The uncertainty isn’t sitting well with some state education chiefs or with some influential members of Congress.
“Idaho, like many other states, does not have the luxury of spending time and limited resources on meeting the rigid requirements of an outdated accountability system,” Idaho Superintendent of Public Instruction Tom Luna wrote to Mr. Duncan in a June 21 letter. “If Congress and the administration will not act, states like Idaho will.”
States aren’t the only ones wanting answers on Mr. Duncan’s “plan B.”
In a June 23 letter to Mr. Duncan, Rep. John Kline, R-Minn., the chairman of the House education committee, said “any initiative that could exacerbate the frustration and uncertainty facing schools is the wrong direction for our nation’s education system.” He asked the education secretary for more details on his waiver plan by July 1.
The department apparently didn’t meet that deadline. On Tuesday, Mr. Hamilton said, “We are in touch with Rep. Kline’s office about the letter and are working to get [a response] to them soon.”
Also on Tuesday, Rep. Kline took public note of a new Congressional Research Service report he said “warns of potential legal limits and challenges to the secretary’s proposal to grant conditional waivers.”
However, from the time Mr. Duncan first raised the possibility of waiving some NCLB requirements, department officials have stressed that the NCLB law allows the education secretary to do so, except in certain limited circumstances.
“As part of this broad authority to waive requirements, the secretary has the authority to set reasonable conditions and limits on these waivers to ensure that the ESEA programs subject to these waivers are carried out in a responsible and effective manner to improve student achievement,” spokesman Daren Briscoe said last month as some in Congress questioned Mr. Duncan’s strategy.
High Stakes
69ý that continue missing their AYP targets face an escalating set of sanctions, and each year, the targets get higher. Mr.
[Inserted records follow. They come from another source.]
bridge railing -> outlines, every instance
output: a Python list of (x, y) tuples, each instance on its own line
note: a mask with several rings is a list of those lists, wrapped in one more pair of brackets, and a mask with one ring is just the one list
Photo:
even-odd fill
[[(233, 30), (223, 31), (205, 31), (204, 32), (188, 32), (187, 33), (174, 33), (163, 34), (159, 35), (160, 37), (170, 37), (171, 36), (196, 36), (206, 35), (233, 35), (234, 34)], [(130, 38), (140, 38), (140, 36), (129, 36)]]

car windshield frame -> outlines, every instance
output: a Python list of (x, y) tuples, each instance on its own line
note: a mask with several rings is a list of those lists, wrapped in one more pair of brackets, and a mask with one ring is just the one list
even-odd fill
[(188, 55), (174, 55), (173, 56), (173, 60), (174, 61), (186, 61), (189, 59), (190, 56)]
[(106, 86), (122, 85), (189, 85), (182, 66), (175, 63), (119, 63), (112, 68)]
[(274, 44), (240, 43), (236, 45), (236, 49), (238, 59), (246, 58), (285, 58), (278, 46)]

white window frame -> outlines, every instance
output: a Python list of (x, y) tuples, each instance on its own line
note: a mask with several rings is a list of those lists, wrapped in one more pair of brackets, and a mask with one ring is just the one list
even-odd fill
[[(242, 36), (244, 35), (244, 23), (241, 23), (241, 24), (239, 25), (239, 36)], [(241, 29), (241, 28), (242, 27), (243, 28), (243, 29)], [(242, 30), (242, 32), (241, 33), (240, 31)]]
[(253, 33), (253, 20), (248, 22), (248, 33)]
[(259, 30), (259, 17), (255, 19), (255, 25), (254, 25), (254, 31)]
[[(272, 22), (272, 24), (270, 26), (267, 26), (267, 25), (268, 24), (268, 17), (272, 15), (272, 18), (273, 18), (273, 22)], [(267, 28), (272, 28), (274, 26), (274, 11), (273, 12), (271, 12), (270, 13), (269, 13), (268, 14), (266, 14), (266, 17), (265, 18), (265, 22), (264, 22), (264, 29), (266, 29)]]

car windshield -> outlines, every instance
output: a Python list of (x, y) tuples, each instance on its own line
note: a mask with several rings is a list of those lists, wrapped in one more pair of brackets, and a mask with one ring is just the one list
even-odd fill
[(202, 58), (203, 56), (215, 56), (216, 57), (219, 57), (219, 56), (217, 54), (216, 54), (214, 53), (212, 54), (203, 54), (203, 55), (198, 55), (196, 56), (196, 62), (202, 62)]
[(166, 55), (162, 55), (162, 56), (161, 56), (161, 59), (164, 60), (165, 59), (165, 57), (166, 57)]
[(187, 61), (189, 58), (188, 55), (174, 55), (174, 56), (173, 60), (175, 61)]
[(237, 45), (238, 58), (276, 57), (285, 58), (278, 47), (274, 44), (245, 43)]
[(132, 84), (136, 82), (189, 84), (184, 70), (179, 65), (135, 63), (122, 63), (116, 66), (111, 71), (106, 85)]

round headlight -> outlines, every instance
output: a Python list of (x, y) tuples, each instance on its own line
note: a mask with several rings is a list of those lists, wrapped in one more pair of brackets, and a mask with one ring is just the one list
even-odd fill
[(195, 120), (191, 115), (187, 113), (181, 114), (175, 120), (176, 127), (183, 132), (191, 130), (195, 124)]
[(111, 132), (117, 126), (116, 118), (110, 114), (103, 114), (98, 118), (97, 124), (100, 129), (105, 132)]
Duncan, in trying to prod Congress to quickly reauthorize the law, has predicted that when the test scores are all tallied from the 2010-11 school year, 82 percent of them will be labeled “failing.”
In Montana, Ms. Juneau said she is freezing performance targets in part because her office simply doesn’t have the staff to deal with an increasing number of schools that may face penalties under NCLB.
“Our office resources are better used to continue our work with schools already identified for assistance than to increase the number of schools that cannot be offered the required additional resources,” she wrote in her April 25 to the department informing them of her decision to freeze proficiency targets.
For schools in Montana to make AYP, 92 percent of students were supposed to be proficient in language arts in the 2010-11, up from 83 percent the year before; the target for math is 84 percent, up from 68 percent. Test scores have not yet been released.
Ms. Juneau indicated that there was one thing that could get her to revert to those higher targets: if federal officials threaten to withhold money from the state. “I am not willing to put our schools’ federal funding in jeopardy,” she said.
Indeed, the department’s chief method for enforcing the law is withholding money, a potentially powerful weapon at a time when recession-weary states are still recovering. At stake for all states is $14.5 billion in the coming school year that’s governed by NCLB.
South Dakota is using Mr. Duncan’s own argument to explain why it’s going to freeze its proficiency targets.
In a June 29 letter, state Education Secretary Melody Schopp wrote: “Without making these changes, we believe our accountability system, as it currently stands, would inappropriately label schools as failing. The situation would eventually trigger a number of NCLB-related sanctions that our department simply does not have the capacity to address.”